17. Correct Answer: C. pulmonary embolism

Rationale: A dilated right ventricle with severe hypokinesis or akinesis of the free wall and relative hyperkinesis of the apex is characteristic for a large pulmonary embolism and is known as McConnell’s sign. The left ventricle would most likely be underfilled and hyperdynamic. It is important to note that McConnell’s sign is not specific for PE and can also be seen with other pathologies, including right coronary artery (RCA) infarctions.

1. Kurnicka K, Lichodziejewska B, Goliszek S, et al. Echocardiographic pattern of acute pulmonary embolism: analysis of 511 consecutive patients. J Am Soc Echocardiogr. 2016;29:907-913.

18. Correct Answer: B. Give a bolus of lactated Ringer’s solution

Rationale: This patient is experiencing systolic anterior motion (SAM) of the mitral valve that is causing obstruction of the LVOT as well as mitral regurgitation due to the displaced leaflet, creating the characteristic Y-shaped pattern as seen on color flow Doppler (Figure 40.7). The best steps in immediate management are to administer adequate fluid resuscitation and to decrease or discontinue any inotropes.

1. Alfieri O, Lapenna E. Systolic anterior motion after mitral valve repair. Eur J Cardiothorac Surg. 2015;48:344-346.
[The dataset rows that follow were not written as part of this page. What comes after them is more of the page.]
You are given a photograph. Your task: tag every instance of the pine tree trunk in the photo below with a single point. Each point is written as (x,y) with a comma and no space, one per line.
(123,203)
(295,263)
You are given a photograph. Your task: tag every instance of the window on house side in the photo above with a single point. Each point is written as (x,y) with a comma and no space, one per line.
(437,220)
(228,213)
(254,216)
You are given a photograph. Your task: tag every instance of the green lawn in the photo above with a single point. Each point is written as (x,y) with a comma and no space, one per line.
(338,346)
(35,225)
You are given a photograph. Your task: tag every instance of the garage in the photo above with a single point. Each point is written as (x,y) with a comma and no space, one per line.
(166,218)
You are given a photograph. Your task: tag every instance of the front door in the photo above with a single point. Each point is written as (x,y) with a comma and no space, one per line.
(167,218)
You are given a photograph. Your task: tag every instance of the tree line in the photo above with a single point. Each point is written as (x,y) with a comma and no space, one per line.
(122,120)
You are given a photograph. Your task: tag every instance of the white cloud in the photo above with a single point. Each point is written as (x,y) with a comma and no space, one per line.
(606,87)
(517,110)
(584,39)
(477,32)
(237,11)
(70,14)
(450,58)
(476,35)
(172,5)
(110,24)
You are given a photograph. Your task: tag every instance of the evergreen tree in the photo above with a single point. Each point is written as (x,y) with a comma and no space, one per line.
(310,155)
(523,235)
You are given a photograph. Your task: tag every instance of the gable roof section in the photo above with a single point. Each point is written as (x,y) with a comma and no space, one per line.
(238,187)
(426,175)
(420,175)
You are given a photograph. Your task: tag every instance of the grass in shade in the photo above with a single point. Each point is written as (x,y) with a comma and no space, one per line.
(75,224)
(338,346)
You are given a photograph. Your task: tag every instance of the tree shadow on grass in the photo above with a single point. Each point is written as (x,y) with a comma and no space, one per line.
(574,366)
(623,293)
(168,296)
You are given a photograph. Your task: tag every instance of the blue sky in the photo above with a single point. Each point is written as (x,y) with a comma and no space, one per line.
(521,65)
19. Correct Answer: A. Increase in transtricuspid velocities and decrease in transmitral velocities

Rationale: During the respiratory cycle in a normal heart, transthoracic pressures are transmitted relatively constantly to the vasculature as well as to the chambers of the heart, such that the pressure gradient between the pulmonary veins and the left atrium and ventricle has minimal variation. This is reflected in transmitral velocities that usually have <5% variation. In constrictive pericarditis, a noncompliant pericardium leads to relative isolation of intracardiac pressures from intrathoracic pressures and thus a decrease in the gradient between the pulmonary veins and the left heart during inspiration. Because the noncompliant pericardium also causes increased ventricular interdependence, this decrease in left-sided filling is accompanied by an increase in right-sided filling and thus the expected velocities as noted in answer choice A. The opposite occurs during expiration.